Recursive eager loading with self association not populating references correctly

volatiletech / sqlboiler

Generate a Go ORM tailored to your database schema.

BSD 3-Clause "New" or "Revised" License

6.66k stars 539 forks source link

Recursive eager loading with self association not populating references correctly #457

Open lucaslsl opened 5 years ago

lucaslsl commented 5 years ago

If you're having a generation problem please answer these questions before submitting your issue. Thanks!

What version of SQLBoiler are you using (`sqlboiler --version`)?

SQLBoiler v3.1.0

If this happened at generation time what was the full SQLBoiler command you used to generate your models? (if not applicable leave blank)

If this happened at runtime what code produced the issue? (if not applicable leave blank)

entities.Delimiters(qm.Load("Delimiters.Delimiters.Delimiters")).All(r.Context(), DB)

What is the output of the command above with the `-d` flag added to it? (Provided you are comfortable sharing this, it contains a blueprint of your schema)

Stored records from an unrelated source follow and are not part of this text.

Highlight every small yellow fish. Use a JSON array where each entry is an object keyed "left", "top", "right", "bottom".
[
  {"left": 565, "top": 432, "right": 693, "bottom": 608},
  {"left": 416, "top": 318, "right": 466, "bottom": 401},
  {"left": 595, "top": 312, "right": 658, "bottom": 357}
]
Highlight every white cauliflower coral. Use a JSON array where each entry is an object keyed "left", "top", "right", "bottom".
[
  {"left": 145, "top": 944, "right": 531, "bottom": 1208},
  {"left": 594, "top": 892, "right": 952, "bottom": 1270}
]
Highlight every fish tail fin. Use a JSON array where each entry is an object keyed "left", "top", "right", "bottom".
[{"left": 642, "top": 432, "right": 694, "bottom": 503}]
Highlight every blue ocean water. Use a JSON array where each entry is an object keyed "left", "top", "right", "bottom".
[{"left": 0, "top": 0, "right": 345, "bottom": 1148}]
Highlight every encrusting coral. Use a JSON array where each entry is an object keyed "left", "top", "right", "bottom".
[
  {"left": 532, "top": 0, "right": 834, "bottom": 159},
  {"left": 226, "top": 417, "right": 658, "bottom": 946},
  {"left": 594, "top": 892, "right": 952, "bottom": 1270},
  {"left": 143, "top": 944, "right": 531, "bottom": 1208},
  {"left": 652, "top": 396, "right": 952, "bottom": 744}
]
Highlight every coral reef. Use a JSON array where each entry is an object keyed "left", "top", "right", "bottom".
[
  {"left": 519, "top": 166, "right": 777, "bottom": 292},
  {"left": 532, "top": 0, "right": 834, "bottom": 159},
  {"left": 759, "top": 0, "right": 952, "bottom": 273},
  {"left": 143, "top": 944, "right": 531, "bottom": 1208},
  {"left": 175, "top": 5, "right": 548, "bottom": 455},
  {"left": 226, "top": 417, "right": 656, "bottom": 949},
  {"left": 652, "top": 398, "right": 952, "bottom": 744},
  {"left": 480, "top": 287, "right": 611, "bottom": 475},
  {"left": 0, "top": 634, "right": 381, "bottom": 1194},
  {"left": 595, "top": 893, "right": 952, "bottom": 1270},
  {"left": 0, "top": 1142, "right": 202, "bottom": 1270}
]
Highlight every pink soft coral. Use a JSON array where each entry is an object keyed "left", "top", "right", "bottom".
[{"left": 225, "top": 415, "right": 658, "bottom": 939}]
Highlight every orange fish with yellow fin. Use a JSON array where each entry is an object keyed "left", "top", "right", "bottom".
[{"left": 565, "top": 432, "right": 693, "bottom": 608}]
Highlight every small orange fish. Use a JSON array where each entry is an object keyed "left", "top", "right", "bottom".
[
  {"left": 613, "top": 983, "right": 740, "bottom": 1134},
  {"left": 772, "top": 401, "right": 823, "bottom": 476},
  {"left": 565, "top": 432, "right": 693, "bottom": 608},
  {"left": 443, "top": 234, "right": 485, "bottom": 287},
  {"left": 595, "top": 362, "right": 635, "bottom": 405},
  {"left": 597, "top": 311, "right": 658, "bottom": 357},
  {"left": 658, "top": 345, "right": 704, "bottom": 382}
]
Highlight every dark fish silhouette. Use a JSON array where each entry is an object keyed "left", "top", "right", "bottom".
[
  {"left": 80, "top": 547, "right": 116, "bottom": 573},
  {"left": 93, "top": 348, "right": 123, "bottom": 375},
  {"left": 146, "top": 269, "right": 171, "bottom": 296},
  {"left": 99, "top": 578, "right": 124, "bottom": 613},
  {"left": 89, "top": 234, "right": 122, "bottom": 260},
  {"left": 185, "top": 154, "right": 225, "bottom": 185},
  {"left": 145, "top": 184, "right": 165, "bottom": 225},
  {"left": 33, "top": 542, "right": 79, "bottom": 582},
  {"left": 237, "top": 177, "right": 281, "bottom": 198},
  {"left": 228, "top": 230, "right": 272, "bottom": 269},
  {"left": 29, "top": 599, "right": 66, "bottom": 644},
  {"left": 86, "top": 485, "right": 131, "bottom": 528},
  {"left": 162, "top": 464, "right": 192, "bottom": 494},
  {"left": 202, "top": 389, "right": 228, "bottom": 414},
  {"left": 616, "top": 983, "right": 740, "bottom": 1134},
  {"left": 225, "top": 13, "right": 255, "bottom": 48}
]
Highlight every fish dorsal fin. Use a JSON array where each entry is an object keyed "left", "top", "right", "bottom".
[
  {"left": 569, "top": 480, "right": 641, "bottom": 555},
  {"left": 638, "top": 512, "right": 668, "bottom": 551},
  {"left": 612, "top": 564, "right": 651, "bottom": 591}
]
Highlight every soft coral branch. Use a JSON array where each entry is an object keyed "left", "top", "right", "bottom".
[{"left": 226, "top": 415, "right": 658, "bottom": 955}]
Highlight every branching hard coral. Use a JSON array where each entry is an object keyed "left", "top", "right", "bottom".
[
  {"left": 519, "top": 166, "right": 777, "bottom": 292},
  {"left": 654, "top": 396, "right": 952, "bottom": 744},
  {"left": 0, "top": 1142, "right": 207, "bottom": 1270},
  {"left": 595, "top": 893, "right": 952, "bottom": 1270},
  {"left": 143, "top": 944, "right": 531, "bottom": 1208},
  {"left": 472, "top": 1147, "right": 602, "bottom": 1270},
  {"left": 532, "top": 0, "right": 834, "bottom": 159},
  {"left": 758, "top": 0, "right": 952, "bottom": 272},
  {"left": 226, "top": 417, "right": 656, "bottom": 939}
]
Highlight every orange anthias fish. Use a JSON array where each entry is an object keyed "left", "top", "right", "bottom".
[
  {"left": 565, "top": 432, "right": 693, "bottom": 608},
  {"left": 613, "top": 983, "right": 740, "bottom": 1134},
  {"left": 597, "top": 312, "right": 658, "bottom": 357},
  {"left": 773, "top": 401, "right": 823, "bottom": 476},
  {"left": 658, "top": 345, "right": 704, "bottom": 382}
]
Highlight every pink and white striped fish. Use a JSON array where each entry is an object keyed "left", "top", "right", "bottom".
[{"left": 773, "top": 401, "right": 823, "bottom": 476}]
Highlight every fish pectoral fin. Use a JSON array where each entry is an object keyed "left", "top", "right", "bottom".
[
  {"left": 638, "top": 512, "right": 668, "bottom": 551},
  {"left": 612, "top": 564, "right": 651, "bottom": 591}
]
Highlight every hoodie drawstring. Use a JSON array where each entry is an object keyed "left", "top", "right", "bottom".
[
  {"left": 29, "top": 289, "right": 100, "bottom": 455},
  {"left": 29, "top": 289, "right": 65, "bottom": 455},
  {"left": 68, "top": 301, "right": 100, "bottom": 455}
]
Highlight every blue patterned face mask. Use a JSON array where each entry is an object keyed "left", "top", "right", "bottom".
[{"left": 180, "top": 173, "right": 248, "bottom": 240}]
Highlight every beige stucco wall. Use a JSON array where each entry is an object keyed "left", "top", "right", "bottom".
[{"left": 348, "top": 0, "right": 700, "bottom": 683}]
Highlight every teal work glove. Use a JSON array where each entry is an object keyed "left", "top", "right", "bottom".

Please provide a relevant database schema so we can replicate your issue (Provided you are comfortable sharing this)

PostgreSQL 10.4

CREATE TABLE delimiters (
    id UUID PRIMARY KEY DEFAULT uuid_generate_v1mc(),
    "name" VARCHAR(255) NOT NULL,    
    created_at TIMESTAMP NOT NULL DEFAULT now(),
    updated_at TIMESTAMP NOT NULL DEFAULT now()
);

CREATE TABLE delimitations (
    delimiter_id UUID NOT NULL REFERENCES delimiters (id),
    delimited_id UUID NOT NULL REFERENCES delimiters (id),
    PRIMARY KEY (delimiter_id, delimited_id)
);

Further information. What did you do, what did you expect?

delimiters
A
B
C
D
D1
D2

delimiter	delimited
A	B
B	C
C	D
C	D1
C	D2

When fetching D, D1, D2 and eager loading 3 levels ("Delimiters.Delimiters.Delimiters") one would expect for the references to be set for all Dx in all levels, instead, only the first row has all levels set:

start	C	B	A
D	[x]	[x]	[x]
D1	[x]	[ ]	[ ]
D2	[x]	[ ]	[ ]

D.R.Delimiters = [ C ]; C.R.Delimiters = [ B ]; B.R.Delimiters = [ A ] D1.R.Delimiters = [ C ]; C.R.Delimiters = [ ]; D2.R.Delimiters = [ C ]; C.R.Delimiters = [ ];

Note: This problem occurs only for this specific association (self association/same table). In cases where I have different associations, e.g. Student.Course.Campus.School, all associations are set for all records in all levels (instead of only the first row).

Is this behaviour normal?

aarondl commented 5 years ago

Quick question. Are there foreign keys to the delimiters table from delimitations ids? Just curious if there's a "true join table" in sqlboiler's eyes or not.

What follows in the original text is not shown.